There was once a rich man from the country of Chou. He had a huge estate and many workers, who he drove unmercifully. Day after day they toiled under the hot sun to fill the coffers of the rich man.

One of these was an old man who had been working for the rich man’s family for many years. His body was nearly worn out with hard work and little rest; his muscles were stringy and his breath came in gasps, but still the foreman drove him on. At the end of the day, however, once he had laid his weary head down on his rice bag pillow, he dreamed he was a rich man with a huge estate. All night long he was waited upon by servants, fed rare delicacies and entertained by beautiful women who played lovely and haunting melodies and danced ancient and graceful dances for him. He spent the entire dream in idle pursuit, dandling his fat young sons on his knees and laughing into the night.

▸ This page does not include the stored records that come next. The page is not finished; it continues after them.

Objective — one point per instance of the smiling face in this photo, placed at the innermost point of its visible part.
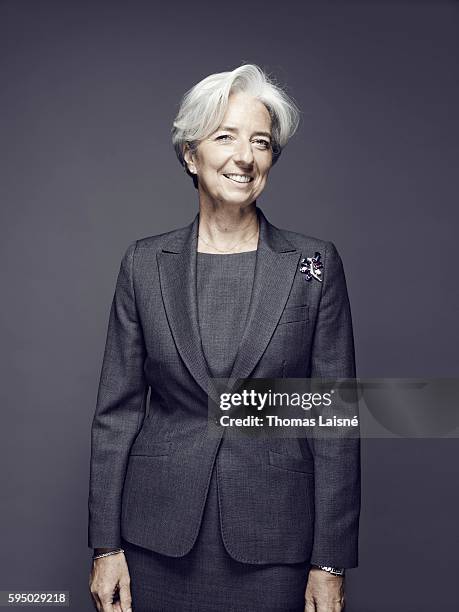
(233, 163)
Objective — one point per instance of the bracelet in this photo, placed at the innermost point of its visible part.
(112, 552)
(335, 571)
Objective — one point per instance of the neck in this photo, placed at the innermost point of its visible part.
(228, 228)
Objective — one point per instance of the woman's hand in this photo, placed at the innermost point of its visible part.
(324, 592)
(110, 580)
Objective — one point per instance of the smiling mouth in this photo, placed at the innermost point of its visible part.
(239, 178)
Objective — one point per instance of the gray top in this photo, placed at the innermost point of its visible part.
(224, 288)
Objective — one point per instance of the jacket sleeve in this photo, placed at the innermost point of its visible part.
(336, 457)
(120, 409)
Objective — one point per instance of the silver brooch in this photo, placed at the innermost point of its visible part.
(311, 267)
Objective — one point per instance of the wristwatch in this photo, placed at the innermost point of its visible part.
(336, 571)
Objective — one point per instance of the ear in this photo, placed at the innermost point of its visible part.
(188, 157)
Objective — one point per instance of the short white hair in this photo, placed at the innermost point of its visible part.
(203, 107)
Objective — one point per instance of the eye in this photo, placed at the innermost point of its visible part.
(264, 143)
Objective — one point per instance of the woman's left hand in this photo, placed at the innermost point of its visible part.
(324, 592)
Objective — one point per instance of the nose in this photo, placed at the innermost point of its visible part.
(243, 153)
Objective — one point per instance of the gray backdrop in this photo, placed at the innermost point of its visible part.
(88, 94)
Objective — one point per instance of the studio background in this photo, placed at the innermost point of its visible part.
(88, 94)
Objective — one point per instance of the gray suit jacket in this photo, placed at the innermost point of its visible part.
(281, 500)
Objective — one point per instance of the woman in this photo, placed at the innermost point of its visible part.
(179, 519)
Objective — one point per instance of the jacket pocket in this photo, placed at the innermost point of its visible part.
(292, 314)
(288, 462)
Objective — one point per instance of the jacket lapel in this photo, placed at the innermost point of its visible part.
(177, 272)
(276, 263)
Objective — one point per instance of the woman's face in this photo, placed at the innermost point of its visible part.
(233, 163)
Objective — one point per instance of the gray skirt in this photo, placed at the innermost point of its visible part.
(207, 579)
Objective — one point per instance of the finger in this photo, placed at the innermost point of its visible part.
(125, 597)
(310, 605)
(106, 599)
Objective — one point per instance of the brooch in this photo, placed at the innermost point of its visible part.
(311, 267)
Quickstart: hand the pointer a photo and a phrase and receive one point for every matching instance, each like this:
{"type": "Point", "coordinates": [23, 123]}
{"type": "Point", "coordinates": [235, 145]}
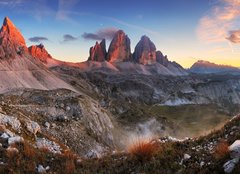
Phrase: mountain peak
{"type": "Point", "coordinates": [119, 49]}
{"type": "Point", "coordinates": [145, 51]}
{"type": "Point", "coordinates": [39, 52]}
{"type": "Point", "coordinates": [12, 42]}
{"type": "Point", "coordinates": [98, 52]}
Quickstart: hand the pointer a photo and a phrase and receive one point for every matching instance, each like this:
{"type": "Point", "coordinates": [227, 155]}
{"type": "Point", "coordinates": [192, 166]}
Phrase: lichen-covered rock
{"type": "Point", "coordinates": [11, 121]}
{"type": "Point", "coordinates": [15, 139]}
{"type": "Point", "coordinates": [33, 127]}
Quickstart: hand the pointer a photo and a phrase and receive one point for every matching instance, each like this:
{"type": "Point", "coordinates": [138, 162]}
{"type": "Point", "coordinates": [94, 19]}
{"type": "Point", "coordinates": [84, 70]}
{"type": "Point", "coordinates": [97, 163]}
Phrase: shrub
{"type": "Point", "coordinates": [143, 149]}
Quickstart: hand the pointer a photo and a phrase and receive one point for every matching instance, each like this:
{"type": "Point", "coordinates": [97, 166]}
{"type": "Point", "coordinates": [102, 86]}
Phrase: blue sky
{"type": "Point", "coordinates": [185, 30]}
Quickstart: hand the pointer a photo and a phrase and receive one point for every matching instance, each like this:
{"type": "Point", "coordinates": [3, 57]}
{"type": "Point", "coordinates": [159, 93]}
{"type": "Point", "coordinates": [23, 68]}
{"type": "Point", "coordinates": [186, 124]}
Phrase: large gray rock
{"type": "Point", "coordinates": [145, 51]}
{"type": "Point", "coordinates": [12, 42]}
{"type": "Point", "coordinates": [119, 49]}
{"type": "Point", "coordinates": [98, 52]}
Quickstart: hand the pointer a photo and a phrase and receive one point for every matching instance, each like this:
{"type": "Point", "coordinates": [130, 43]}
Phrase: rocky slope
{"type": "Point", "coordinates": [119, 49]}
{"type": "Point", "coordinates": [98, 52]}
{"type": "Point", "coordinates": [205, 67]}
{"type": "Point", "coordinates": [18, 68]}
{"type": "Point", "coordinates": [39, 52]}
{"type": "Point", "coordinates": [145, 51]}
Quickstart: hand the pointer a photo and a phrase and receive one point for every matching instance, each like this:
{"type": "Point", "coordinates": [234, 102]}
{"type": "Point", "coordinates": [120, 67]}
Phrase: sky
{"type": "Point", "coordinates": [184, 30]}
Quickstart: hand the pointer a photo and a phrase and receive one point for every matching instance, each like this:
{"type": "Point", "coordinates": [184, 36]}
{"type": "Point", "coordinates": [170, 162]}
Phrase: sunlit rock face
{"type": "Point", "coordinates": [145, 51]}
{"type": "Point", "coordinates": [98, 52]}
{"type": "Point", "coordinates": [119, 49]}
{"type": "Point", "coordinates": [39, 52]}
{"type": "Point", "coordinates": [12, 43]}
{"type": "Point", "coordinates": [160, 58]}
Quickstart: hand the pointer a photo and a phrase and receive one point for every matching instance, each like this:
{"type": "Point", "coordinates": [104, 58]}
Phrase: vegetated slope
{"type": "Point", "coordinates": [205, 154]}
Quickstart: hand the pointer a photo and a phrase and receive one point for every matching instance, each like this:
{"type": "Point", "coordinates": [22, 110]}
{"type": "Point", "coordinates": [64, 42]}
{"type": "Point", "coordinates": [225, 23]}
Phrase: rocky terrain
{"type": "Point", "coordinates": [61, 117]}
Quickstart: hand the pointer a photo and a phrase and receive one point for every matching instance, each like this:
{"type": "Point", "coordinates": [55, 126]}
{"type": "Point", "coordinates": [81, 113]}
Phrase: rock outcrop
{"type": "Point", "coordinates": [12, 43]}
{"type": "Point", "coordinates": [119, 49]}
{"type": "Point", "coordinates": [98, 52]}
{"type": "Point", "coordinates": [160, 58]}
{"type": "Point", "coordinates": [39, 52]}
{"type": "Point", "coordinates": [145, 51]}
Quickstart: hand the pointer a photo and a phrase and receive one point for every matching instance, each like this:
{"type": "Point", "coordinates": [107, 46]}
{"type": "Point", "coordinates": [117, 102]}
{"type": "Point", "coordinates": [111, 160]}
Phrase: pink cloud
{"type": "Point", "coordinates": [215, 26]}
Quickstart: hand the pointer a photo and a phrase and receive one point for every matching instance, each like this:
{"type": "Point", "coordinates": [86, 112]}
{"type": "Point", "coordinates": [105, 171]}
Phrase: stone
{"type": "Point", "coordinates": [12, 41]}
{"type": "Point", "coordinates": [186, 156]}
{"type": "Point", "coordinates": [47, 125]}
{"type": "Point", "coordinates": [92, 154]}
{"type": "Point", "coordinates": [50, 145]}
{"type": "Point", "coordinates": [235, 149]}
{"type": "Point", "coordinates": [98, 52]}
{"type": "Point", "coordinates": [160, 58]}
{"type": "Point", "coordinates": [119, 49]}
{"type": "Point", "coordinates": [202, 163]}
{"type": "Point", "coordinates": [39, 52]}
{"type": "Point", "coordinates": [145, 51]}
{"type": "Point", "coordinates": [12, 121]}
{"type": "Point", "coordinates": [33, 127]}
{"type": "Point", "coordinates": [16, 139]}
{"type": "Point", "coordinates": [230, 165]}
{"type": "Point", "coordinates": [12, 149]}
{"type": "Point", "coordinates": [41, 169]}
{"type": "Point", "coordinates": [4, 135]}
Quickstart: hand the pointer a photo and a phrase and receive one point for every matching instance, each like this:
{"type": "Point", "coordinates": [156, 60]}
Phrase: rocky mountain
{"type": "Point", "coordinates": [119, 49]}
{"type": "Point", "coordinates": [18, 68]}
{"type": "Point", "coordinates": [145, 51]}
{"type": "Point", "coordinates": [12, 43]}
{"type": "Point", "coordinates": [98, 52]}
{"type": "Point", "coordinates": [206, 67]}
{"type": "Point", "coordinates": [39, 52]}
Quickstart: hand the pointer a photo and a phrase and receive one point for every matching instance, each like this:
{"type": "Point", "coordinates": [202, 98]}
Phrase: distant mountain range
{"type": "Point", "coordinates": [205, 67]}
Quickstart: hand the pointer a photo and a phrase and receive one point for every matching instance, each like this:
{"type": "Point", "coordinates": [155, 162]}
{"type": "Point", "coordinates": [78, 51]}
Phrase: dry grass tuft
{"type": "Point", "coordinates": [143, 149]}
{"type": "Point", "coordinates": [221, 150]}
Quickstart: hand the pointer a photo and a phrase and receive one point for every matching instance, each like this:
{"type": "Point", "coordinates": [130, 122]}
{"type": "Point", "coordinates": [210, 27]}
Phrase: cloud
{"type": "Point", "coordinates": [63, 7]}
{"type": "Point", "coordinates": [11, 3]}
{"type": "Point", "coordinates": [38, 39]}
{"type": "Point", "coordinates": [234, 36]}
{"type": "Point", "coordinates": [105, 33]}
{"type": "Point", "coordinates": [69, 38]}
{"type": "Point", "coordinates": [216, 24]}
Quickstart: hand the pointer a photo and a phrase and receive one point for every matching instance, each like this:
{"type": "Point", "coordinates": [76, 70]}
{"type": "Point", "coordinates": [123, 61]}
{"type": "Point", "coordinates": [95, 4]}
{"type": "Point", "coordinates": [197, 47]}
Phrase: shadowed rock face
{"type": "Point", "coordinates": [39, 52]}
{"type": "Point", "coordinates": [119, 49]}
{"type": "Point", "coordinates": [145, 51]}
{"type": "Point", "coordinates": [12, 43]}
{"type": "Point", "coordinates": [160, 58]}
{"type": "Point", "coordinates": [98, 52]}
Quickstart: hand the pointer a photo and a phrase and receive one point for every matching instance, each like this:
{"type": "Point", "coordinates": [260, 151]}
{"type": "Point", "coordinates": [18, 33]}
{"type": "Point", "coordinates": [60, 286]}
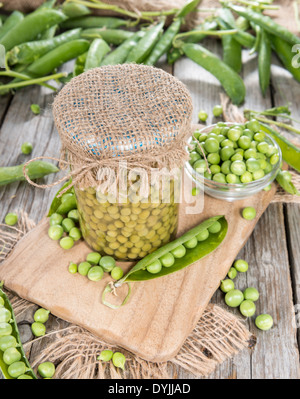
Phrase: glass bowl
{"type": "Point", "coordinates": [232, 192]}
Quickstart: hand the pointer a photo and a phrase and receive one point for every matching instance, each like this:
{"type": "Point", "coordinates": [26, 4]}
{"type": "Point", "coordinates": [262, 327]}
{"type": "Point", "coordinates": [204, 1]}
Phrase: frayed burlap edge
{"type": "Point", "coordinates": [217, 336]}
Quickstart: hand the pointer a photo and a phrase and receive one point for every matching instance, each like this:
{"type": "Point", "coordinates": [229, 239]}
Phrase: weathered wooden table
{"type": "Point", "coordinates": [273, 250]}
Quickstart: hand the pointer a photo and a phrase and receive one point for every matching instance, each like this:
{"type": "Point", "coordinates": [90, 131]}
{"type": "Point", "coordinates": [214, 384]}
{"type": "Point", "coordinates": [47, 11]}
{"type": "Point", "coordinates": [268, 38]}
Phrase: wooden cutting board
{"type": "Point", "coordinates": [160, 313]}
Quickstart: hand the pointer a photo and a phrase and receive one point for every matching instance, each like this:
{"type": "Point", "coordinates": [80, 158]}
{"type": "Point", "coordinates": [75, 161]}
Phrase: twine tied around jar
{"type": "Point", "coordinates": [136, 114]}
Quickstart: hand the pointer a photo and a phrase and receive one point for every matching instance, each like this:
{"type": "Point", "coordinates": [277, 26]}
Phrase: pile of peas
{"type": "Point", "coordinates": [244, 300]}
{"type": "Point", "coordinates": [235, 154]}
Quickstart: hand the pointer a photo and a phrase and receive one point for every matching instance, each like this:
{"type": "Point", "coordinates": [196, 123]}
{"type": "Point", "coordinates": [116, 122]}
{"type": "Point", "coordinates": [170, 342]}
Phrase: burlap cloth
{"type": "Point", "coordinates": [285, 17]}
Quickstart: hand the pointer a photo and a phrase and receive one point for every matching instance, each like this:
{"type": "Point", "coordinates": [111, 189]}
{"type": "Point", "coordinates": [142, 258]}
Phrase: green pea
{"type": "Point", "coordinates": [73, 268]}
{"type": "Point", "coordinates": [192, 243]}
{"type": "Point", "coordinates": [167, 260]}
{"type": "Point", "coordinates": [227, 285]}
{"type": "Point", "coordinates": [11, 355]}
{"type": "Point", "coordinates": [11, 219]}
{"type": "Point", "coordinates": [93, 258]}
{"type": "Point", "coordinates": [41, 315]}
{"type": "Point", "coordinates": [202, 116]}
{"type": "Point", "coordinates": [251, 293]}
{"type": "Point", "coordinates": [178, 252]}
{"type": "Point", "coordinates": [203, 235]}
{"type": "Point", "coordinates": [46, 369]}
{"type": "Point", "coordinates": [215, 227]}
{"type": "Point", "coordinates": [83, 268]}
{"type": "Point", "coordinates": [38, 329]}
{"type": "Point", "coordinates": [232, 273]}
{"type": "Point", "coordinates": [5, 329]}
{"type": "Point", "coordinates": [75, 233]}
{"type": "Point", "coordinates": [8, 341]}
{"type": "Point", "coordinates": [154, 267]}
{"type": "Point", "coordinates": [264, 322]}
{"type": "Point", "coordinates": [241, 265]}
{"type": "Point", "coordinates": [5, 315]}
{"type": "Point", "coordinates": [107, 263]}
{"type": "Point", "coordinates": [119, 360]}
{"type": "Point", "coordinates": [217, 110]}
{"type": "Point", "coordinates": [55, 219]}
{"type": "Point", "coordinates": [66, 242]}
{"type": "Point", "coordinates": [105, 356]}
{"type": "Point", "coordinates": [249, 213]}
{"type": "Point", "coordinates": [26, 148]}
{"type": "Point", "coordinates": [247, 308]}
{"type": "Point", "coordinates": [55, 232]}
{"type": "Point", "coordinates": [117, 273]}
{"type": "Point", "coordinates": [234, 298]}
{"type": "Point", "coordinates": [16, 369]}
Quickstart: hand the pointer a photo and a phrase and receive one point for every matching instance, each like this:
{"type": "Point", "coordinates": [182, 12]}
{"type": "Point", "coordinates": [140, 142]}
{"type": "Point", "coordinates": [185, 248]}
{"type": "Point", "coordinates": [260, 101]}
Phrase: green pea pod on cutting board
{"type": "Point", "coordinates": [232, 83]}
{"type": "Point", "coordinates": [10, 338]}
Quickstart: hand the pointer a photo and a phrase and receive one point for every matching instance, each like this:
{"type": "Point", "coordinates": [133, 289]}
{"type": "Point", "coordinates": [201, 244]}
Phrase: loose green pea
{"type": "Point", "coordinates": [105, 356]}
{"type": "Point", "coordinates": [167, 260]}
{"type": "Point", "coordinates": [241, 265]}
{"type": "Point", "coordinates": [11, 355]}
{"type": "Point", "coordinates": [83, 268]}
{"type": "Point", "coordinates": [234, 298]}
{"type": "Point", "coordinates": [192, 243]}
{"type": "Point", "coordinates": [154, 267]}
{"type": "Point", "coordinates": [217, 110]}
{"type": "Point", "coordinates": [179, 251]}
{"type": "Point", "coordinates": [247, 308]}
{"type": "Point", "coordinates": [73, 268]}
{"type": "Point", "coordinates": [227, 285]}
{"type": "Point", "coordinates": [264, 322]}
{"type": "Point", "coordinates": [107, 263]}
{"type": "Point", "coordinates": [251, 293]}
{"type": "Point", "coordinates": [55, 232]}
{"type": "Point", "coordinates": [249, 213]}
{"type": "Point", "coordinates": [26, 148]}
{"type": "Point", "coordinates": [41, 315]}
{"type": "Point", "coordinates": [38, 329]}
{"type": "Point", "coordinates": [66, 242]}
{"type": "Point", "coordinates": [55, 219]}
{"type": "Point", "coordinates": [215, 228]}
{"type": "Point", "coordinates": [119, 360]}
{"type": "Point", "coordinates": [11, 219]}
{"type": "Point", "coordinates": [232, 273]}
{"type": "Point", "coordinates": [46, 370]}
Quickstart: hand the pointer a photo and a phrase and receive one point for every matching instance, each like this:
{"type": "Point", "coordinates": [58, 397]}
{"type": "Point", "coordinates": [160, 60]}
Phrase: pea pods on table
{"type": "Point", "coordinates": [13, 361]}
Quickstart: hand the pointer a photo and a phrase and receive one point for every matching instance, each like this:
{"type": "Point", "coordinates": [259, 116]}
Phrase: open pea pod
{"type": "Point", "coordinates": [192, 255]}
{"type": "Point", "coordinates": [14, 333]}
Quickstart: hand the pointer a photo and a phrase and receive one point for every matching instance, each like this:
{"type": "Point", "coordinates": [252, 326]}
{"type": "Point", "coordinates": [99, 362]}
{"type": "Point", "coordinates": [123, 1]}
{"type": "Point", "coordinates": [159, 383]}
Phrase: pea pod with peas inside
{"type": "Point", "coordinates": [13, 361]}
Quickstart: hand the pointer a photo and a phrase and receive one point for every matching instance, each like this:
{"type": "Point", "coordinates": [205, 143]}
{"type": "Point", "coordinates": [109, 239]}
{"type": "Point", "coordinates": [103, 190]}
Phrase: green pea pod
{"type": "Point", "coordinates": [35, 170]}
{"type": "Point", "coordinates": [284, 52]}
{"type": "Point", "coordinates": [16, 335]}
{"type": "Point", "coordinates": [264, 61]}
{"type": "Point", "coordinates": [31, 26]}
{"type": "Point", "coordinates": [27, 53]}
{"type": "Point", "coordinates": [265, 23]}
{"type": "Point", "coordinates": [94, 22]}
{"type": "Point", "coordinates": [56, 57]}
{"type": "Point", "coordinates": [98, 49]}
{"type": "Point", "coordinates": [119, 55]}
{"type": "Point", "coordinates": [290, 153]}
{"type": "Point", "coordinates": [164, 43]}
{"type": "Point", "coordinates": [232, 83]}
{"type": "Point", "coordinates": [15, 18]}
{"type": "Point", "coordinates": [287, 185]}
{"type": "Point", "coordinates": [141, 51]}
{"type": "Point", "coordinates": [111, 36]}
{"type": "Point", "coordinates": [203, 248]}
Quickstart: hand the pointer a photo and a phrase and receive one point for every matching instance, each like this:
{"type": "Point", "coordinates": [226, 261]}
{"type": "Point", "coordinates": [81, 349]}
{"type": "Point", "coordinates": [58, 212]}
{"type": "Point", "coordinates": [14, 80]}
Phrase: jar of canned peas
{"type": "Point", "coordinates": [133, 115]}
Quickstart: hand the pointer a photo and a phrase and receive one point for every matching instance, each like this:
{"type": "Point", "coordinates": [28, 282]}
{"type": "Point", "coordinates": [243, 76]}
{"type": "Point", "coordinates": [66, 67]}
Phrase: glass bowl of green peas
{"type": "Point", "coordinates": [233, 161]}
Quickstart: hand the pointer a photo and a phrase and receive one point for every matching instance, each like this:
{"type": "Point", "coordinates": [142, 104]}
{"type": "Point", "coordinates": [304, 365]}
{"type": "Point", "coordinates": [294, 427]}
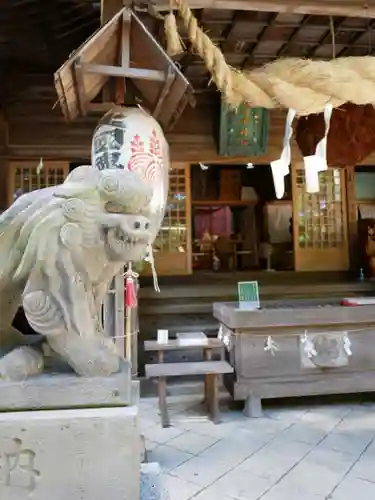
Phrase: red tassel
{"type": "Point", "coordinates": [130, 293]}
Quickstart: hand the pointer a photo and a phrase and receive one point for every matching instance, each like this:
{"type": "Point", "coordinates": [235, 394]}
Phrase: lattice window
{"type": "Point", "coordinates": [321, 215]}
{"type": "Point", "coordinates": [27, 177]}
{"type": "Point", "coordinates": [173, 233]}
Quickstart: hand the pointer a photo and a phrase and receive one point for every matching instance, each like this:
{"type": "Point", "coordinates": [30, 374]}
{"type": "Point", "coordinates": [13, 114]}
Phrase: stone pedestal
{"type": "Point", "coordinates": [70, 453]}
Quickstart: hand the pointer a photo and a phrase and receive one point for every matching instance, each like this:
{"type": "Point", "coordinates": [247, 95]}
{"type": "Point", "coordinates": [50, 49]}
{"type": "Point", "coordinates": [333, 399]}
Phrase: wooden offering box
{"type": "Point", "coordinates": [340, 341]}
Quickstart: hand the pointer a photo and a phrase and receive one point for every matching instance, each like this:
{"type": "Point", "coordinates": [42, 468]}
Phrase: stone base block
{"type": "Point", "coordinates": [48, 392]}
{"type": "Point", "coordinates": [152, 483]}
{"type": "Point", "coordinates": [82, 454]}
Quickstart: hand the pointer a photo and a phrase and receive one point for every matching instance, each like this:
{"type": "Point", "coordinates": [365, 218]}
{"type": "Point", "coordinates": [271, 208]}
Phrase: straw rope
{"type": "Point", "coordinates": [302, 84]}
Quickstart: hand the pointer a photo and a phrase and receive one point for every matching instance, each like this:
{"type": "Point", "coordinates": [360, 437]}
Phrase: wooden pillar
{"type": "Point", "coordinates": [4, 162]}
{"type": "Point", "coordinates": [351, 217]}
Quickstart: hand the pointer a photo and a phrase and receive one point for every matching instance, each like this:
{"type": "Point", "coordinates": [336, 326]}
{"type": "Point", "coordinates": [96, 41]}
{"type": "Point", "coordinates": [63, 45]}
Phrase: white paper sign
{"type": "Point", "coordinates": [162, 337]}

Of course, upon waking, the old man was once again the lowly laborer who spent his day in endless toil. When the noonday break came and he sat heavily down to eat his rice, his face showed his weariness. His friends would then try to console him. “No need,” he would say. “By day I am a slave to the rich man but at night I am the rich man. I spend half my life working his fields but the other half I spend in ease and comfort. Therefore do not pity me.”

On the other hand, when the rich man, who spent his days in useless frivolity, laid his head upon his silken pillow, he tossed and turned and groaned all through the night. He dreamed he was a common laborer in his fields. All through the dream he worked, bent over, with muscles aching and sweat pouring down his face. For his noon meal he ate the coarsest rice with no flavor and, instead of sweet wine, he drank brackish water, not even tea. At the end of his labors he collapsed on his pallet, all alone in his little hut—his wife had died long ago and his children had left to find a better master far away. His life meant unending toil, with no rest and no respite, for his master was cruel and demanding. This life was truly miserable.

When he awoke in the morning the rich man’s muscles ached as if he had worked in the fields all night, his bed was soaked with sweat and his mouth tasted dry and dusty.

When he complained to his friends they told him, “Don’t worry. By night you may suffer but by day you are a rich man, well respected in the business community, and you have far more than you will ever need. You are at the top of the ladder; that is why you dream at night that you are at the bottom. You cannot have it both ways. Things must balance. That is why you have those vexing dreams.”

The rich man thought about this, as each day he awakened more weary than the day before. He took to walking over his estate to try to relax his agitated mind. He saw his workers there, toiling in the hot sun all day. He noticed in particular one old man who never stopped working, who was shriveled and bent over by many years of hard labor. Yet he never complained, never shirked, and always had a small smile on his face. “I envy that man,” he thought. “He has nothing yet seems so much happier than me.”

The old worker saw the rich man watching him. He noticed how the rich man looked drawn and tired. His skin was pasty and drooped from his face in an unhealthy way. He noticed that the hands of the rich man, as soft and manicured as they were, shook and that his soft, fat body looked weak and tremulous

After a time, the rich man decided it would be better if he changed his ways, since he was not happy with the way things were going. He lightened up on his workers, gave them more time off and began himself to be more physical, which after a time, made him feel immeasurably better. Not only that, but his nightmares went away and he slept more soundly than he had in years.

As for the old man, he too began to enjoy his waking life more and did not need to escape each night into dreams. Instead he too slept soundly. As the Ancient Sage says: “The Realized People of old forgot themselves when awake and did not dream when they slept.”